If it has made any form of apology, it is not to be seen on its website, but what we do see is a corporate statement on its “social responsibility”. This, it says …
… is part of the Fujitsu Way and part of our company DNA. It means more than simply delivering outstanding results for our customers. It means looking after and respecting our people and our suppliers, and supporting the wider communities within which we operate.
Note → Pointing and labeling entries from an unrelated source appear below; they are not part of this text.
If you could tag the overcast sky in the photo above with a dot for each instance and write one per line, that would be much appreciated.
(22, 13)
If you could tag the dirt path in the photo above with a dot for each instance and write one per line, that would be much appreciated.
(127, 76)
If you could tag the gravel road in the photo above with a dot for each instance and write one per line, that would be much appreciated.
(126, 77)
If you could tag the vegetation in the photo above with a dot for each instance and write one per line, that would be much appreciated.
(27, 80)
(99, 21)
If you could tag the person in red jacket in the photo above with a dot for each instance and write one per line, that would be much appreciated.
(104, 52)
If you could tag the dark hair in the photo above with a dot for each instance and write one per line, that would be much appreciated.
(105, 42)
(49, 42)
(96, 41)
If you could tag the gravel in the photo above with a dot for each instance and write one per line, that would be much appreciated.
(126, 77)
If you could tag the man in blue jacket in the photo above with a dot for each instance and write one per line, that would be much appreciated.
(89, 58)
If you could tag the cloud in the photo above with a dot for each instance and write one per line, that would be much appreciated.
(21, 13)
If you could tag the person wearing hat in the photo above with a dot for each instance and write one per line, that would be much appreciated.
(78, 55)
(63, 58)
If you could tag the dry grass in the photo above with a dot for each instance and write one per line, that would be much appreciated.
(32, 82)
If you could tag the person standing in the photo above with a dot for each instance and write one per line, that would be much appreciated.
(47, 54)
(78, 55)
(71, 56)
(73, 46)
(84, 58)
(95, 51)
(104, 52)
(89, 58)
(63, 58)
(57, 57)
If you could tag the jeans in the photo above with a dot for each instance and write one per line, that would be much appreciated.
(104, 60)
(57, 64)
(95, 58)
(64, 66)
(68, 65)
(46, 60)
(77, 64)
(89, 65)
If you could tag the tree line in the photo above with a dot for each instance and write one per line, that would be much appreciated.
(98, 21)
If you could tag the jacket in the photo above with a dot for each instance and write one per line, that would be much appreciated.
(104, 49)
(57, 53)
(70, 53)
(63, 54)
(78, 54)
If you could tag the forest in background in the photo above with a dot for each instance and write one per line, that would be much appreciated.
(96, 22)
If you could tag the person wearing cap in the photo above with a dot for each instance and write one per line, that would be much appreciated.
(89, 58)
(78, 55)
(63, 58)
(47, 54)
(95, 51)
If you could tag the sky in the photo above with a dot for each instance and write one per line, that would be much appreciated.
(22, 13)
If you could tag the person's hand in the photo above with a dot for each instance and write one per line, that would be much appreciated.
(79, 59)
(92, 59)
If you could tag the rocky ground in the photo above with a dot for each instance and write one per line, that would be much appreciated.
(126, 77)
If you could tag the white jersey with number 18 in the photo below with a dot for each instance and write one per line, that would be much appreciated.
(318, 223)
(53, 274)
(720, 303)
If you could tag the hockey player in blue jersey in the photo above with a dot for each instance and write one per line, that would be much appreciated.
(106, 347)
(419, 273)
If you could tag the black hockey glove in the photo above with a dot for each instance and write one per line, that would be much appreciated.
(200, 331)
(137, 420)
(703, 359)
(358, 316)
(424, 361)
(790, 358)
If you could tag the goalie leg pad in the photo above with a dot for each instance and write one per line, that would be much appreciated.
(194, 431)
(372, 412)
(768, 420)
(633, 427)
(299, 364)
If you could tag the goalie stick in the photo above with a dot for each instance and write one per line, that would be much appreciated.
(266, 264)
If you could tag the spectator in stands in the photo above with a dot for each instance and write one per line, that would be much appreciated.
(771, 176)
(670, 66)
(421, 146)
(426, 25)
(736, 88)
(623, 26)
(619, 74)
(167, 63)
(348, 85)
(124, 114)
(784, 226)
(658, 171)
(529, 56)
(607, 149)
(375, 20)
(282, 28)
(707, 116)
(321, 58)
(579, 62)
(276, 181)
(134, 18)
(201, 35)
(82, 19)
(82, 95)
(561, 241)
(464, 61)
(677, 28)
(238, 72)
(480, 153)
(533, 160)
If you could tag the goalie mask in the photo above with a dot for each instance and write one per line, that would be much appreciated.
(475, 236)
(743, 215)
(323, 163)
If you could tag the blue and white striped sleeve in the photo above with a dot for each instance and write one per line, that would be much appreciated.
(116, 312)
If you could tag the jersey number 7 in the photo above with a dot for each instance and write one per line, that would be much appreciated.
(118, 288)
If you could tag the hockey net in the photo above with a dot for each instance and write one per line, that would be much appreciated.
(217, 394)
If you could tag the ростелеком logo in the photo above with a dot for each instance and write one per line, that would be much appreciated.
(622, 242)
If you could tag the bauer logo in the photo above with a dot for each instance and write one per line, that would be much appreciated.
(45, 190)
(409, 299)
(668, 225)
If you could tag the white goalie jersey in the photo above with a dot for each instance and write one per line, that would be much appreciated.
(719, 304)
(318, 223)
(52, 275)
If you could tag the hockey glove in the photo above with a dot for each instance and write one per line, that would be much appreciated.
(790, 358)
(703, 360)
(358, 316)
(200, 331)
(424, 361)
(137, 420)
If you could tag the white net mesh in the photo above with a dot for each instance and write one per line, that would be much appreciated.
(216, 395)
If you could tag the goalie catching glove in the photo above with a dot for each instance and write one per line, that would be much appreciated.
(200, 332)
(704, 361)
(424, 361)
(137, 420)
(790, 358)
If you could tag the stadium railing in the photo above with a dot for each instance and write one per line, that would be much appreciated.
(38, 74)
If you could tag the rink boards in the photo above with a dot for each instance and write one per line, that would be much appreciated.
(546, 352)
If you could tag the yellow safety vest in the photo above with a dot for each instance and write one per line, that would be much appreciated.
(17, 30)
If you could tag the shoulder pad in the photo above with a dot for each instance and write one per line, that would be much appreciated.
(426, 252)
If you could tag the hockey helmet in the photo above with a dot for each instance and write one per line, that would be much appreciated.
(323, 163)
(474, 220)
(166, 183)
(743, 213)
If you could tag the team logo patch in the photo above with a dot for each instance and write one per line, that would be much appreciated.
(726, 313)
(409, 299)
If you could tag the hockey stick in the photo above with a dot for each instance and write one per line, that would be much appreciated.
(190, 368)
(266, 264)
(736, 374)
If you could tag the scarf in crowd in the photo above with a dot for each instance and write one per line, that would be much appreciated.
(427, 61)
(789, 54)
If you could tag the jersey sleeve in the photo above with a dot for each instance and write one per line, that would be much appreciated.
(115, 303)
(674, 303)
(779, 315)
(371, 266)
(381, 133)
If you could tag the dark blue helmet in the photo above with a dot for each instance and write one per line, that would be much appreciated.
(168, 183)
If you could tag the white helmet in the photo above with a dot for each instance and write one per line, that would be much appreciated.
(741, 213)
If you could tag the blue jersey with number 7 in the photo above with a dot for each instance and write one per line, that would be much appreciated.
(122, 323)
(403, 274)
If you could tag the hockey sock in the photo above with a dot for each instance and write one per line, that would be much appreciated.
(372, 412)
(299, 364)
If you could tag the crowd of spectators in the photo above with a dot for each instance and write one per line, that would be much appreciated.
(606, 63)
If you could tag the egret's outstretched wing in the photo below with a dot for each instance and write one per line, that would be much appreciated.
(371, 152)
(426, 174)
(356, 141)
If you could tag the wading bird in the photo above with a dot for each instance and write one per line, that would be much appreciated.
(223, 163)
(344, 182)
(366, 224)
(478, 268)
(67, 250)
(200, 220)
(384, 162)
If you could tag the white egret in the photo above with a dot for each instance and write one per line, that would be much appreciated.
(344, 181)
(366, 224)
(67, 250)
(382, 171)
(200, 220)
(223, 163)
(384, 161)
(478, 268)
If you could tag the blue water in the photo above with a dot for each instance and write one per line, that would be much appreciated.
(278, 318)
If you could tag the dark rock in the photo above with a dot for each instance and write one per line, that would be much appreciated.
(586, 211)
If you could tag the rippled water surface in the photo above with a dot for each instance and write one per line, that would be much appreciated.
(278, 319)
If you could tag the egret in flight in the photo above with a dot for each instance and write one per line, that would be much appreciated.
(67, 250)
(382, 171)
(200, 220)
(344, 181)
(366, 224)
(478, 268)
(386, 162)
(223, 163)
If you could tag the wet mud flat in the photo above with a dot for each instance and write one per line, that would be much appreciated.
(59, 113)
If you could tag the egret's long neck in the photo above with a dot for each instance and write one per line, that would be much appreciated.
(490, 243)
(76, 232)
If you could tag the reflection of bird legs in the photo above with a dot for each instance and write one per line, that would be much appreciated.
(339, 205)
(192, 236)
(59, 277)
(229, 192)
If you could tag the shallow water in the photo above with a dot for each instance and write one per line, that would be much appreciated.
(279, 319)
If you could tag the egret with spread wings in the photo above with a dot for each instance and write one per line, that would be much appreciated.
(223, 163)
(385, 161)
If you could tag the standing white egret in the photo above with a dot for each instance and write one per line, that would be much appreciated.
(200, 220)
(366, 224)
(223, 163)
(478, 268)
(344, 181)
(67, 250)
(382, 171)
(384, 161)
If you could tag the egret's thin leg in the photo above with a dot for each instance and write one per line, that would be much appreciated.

It is genuine and longstanding, and our practice has been recognised and applauded externally in many benchmarks and indices.
It is this sort of delusional corporate bullshit that allows companies such as Fujitsu to screw people into the ground while convincing themselves that, by making grotesque profits on the back of human misery, they are a force for good.
This comes over in spades on its Twitter account where the company claims to be “Building new possibilities by connecting people, technology and ideas, creating a more sustainable world where anyone can advance their dreams”.
Yet, with no recognition of its part in the Horizon affair on its website, it still has this self-congratulatory case study posted and, elsewhere on its site it tells us its 7,000 employees in the UK “are passionate about delivering excellent service to our customers every day”.
Not only this, it boasts, “our people live and breathe our global purpose to make the world more sustainable by building trust in society through innovation”. That, it gloats, is “about seeing the value technology can create for customers today and in the future – and making it real”.
What is has made real is a living hell for thousands of people caught up in the nightmare of its shoddy work and its attempts, alongside the Post Office, to cover up its failures. Hell is not enough for this company, or those who worked alongside it, and those who should have but failed to bring the nightmare speedily to an end.
But the only way this sort of thing will stop being repeated is when we decide, by our actions, to end it – an end to our tolerance of being abused by the “system”.